鳴かず飛ばず(なかずとばず) |
意味:人目につくような活躍をしないでいること。 現在では多く「鳴かず飛ばず」の形で使うが、本来は「三年飛ばず鳴かず」で、実力ある者が将来の活躍に備えて、じっと機会を待っているさまを指す。 |
楚の荘王(しょうおう)は即位して三年のあいだ、命令を出さず、昼も夜も楽しみにふけり、
「諫める者は死罪とする」
と国中にふれを出した。伍挙(ごきょ)が諫めるために参内した。
荘王は左に鄭の姫を抱き、右に越の女を抱いて、鐘と太鼓に囲まれて座っていた。伍挙が言った。
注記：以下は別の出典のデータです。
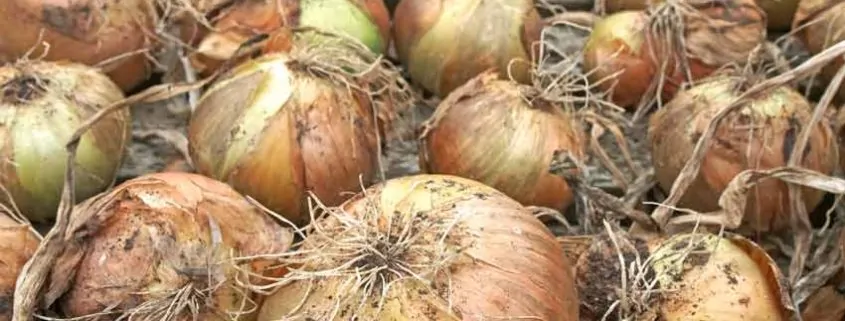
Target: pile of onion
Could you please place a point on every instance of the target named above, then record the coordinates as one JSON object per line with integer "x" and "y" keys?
{"x": 17, "y": 244}
{"x": 165, "y": 246}
{"x": 759, "y": 135}
{"x": 286, "y": 124}
{"x": 41, "y": 105}
{"x": 642, "y": 55}
{"x": 503, "y": 134}
{"x": 444, "y": 44}
{"x": 779, "y": 13}
{"x": 704, "y": 276}
{"x": 428, "y": 248}
{"x": 366, "y": 21}
{"x": 820, "y": 24}
{"x": 114, "y": 33}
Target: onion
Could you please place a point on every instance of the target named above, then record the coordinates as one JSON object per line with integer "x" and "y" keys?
{"x": 42, "y": 104}
{"x": 820, "y": 24}
{"x": 17, "y": 245}
{"x": 160, "y": 242}
{"x": 680, "y": 41}
{"x": 364, "y": 20}
{"x": 760, "y": 135}
{"x": 282, "y": 125}
{"x": 503, "y": 134}
{"x": 426, "y": 247}
{"x": 85, "y": 31}
{"x": 688, "y": 275}
{"x": 444, "y": 44}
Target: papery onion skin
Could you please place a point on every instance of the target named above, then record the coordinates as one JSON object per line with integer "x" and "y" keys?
{"x": 275, "y": 133}
{"x": 156, "y": 234}
{"x": 760, "y": 135}
{"x": 820, "y": 24}
{"x": 487, "y": 131}
{"x": 366, "y": 21}
{"x": 444, "y": 44}
{"x": 510, "y": 268}
{"x": 704, "y": 276}
{"x": 41, "y": 106}
{"x": 87, "y": 31}
{"x": 17, "y": 244}
{"x": 615, "y": 45}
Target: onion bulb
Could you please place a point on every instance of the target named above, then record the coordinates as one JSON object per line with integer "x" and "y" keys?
{"x": 675, "y": 278}
{"x": 678, "y": 42}
{"x": 759, "y": 135}
{"x": 42, "y": 104}
{"x": 426, "y": 247}
{"x": 503, "y": 134}
{"x": 282, "y": 125}
{"x": 444, "y": 44}
{"x": 164, "y": 243}
{"x": 366, "y": 21}
{"x": 820, "y": 24}
{"x": 113, "y": 32}
{"x": 17, "y": 245}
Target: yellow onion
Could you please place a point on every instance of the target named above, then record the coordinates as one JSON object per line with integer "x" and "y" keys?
{"x": 158, "y": 242}
{"x": 426, "y": 247}
{"x": 444, "y": 44}
{"x": 700, "y": 276}
{"x": 83, "y": 31}
{"x": 699, "y": 35}
{"x": 42, "y": 104}
{"x": 760, "y": 135}
{"x": 17, "y": 244}
{"x": 366, "y": 21}
{"x": 283, "y": 125}
{"x": 503, "y": 134}
{"x": 820, "y": 24}
{"x": 779, "y": 13}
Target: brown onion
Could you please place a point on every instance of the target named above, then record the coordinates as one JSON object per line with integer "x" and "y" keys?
{"x": 41, "y": 105}
{"x": 444, "y": 44}
{"x": 84, "y": 31}
{"x": 364, "y": 20}
{"x": 282, "y": 125}
{"x": 159, "y": 241}
{"x": 17, "y": 245}
{"x": 503, "y": 134}
{"x": 427, "y": 247}
{"x": 760, "y": 135}
{"x": 820, "y": 24}
{"x": 675, "y": 278}
{"x": 681, "y": 41}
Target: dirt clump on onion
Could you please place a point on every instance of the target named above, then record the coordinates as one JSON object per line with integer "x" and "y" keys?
{"x": 819, "y": 24}
{"x": 672, "y": 278}
{"x": 163, "y": 247}
{"x": 310, "y": 120}
{"x": 114, "y": 33}
{"x": 760, "y": 135}
{"x": 503, "y": 134}
{"x": 41, "y": 105}
{"x": 426, "y": 247}
{"x": 18, "y": 242}
{"x": 234, "y": 25}
{"x": 444, "y": 44}
{"x": 679, "y": 42}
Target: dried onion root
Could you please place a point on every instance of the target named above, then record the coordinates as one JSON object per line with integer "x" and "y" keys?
{"x": 760, "y": 135}
{"x": 704, "y": 276}
{"x": 41, "y": 106}
{"x": 503, "y": 134}
{"x": 426, "y": 247}
{"x": 285, "y": 124}
{"x": 162, "y": 247}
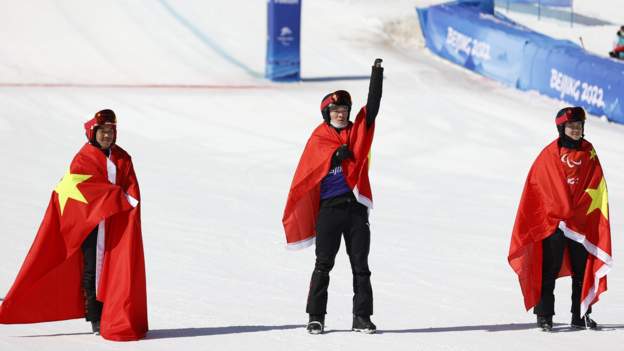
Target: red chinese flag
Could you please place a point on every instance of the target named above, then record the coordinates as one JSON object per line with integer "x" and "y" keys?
{"x": 48, "y": 287}
{"x": 302, "y": 205}
{"x": 565, "y": 189}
「謎かけをいたしましょう。丘の上に一羽の鳥がおります。
三年の間飛びもしなければ鳴きもしません。何の鳥でございましょう」
荘王が答えた。
「三年も飛ばないのだ。飛べば天まで届こう。三年も鳴かぬのだ、鳴けば人々を驚かそう。
伍挙よ、下がれ、わしにはわかっておる」
それから数ヶ月、王の放埒はますますひどくなった。
そこで大夫の蘇従(そしょう)が諫めに参内した。王が言った。
「そちは命令を聞かなかったのか」
蘇従が答えた。
「この身が殺されることで、主君がお解りになるのであれば、本望でございます」
そこで王は放埒をやめると、政務を取り始めた。数百人を誅殺し、数百人を昇進させた。
伍挙と蘇従に国政を任せ、楚の人々は大いに喜んだ。
【史記・楚世家】
斉の威王(いおう)は謎とき遊びを好んだ。
また、夜通し酒宴を開いて遊びほうけていた。
務めはかえりみず、政務は大臣たちに任せきりだった。
官吏はみな放逸に流れたため、諸侯はこぞって斉を侵略し、国家存亡の危機が眼前に迫っていた。
しかし、王の近臣には敢えて諫める者はなかった。
淳于髠(じゅんうこん)は諫めるため王に謎をかけた。
「我が国には大きな鳥がおります。
王さまの庭に留まっておりますが、三年間飛びもしなければ、鳴きもしません。
王さまはこの鳥が何かおわかりですか」
王が答えた。
「この鳥は飛ばなければ何でもないが、ひとたび飛べば天まで上がろう。
鳴かなければ何でもないが、ひとたび鳴けば人々を驚かそう」
そして、全国七十二の県の長官を召集すると、一人に賞を与え、一人を処刑した。
また、猛然と兵を起こして、出撃した。諸侯は震え上がり、みな侵略した土地を斉に返した。
その後三十六年にわたって王の威令が行われた。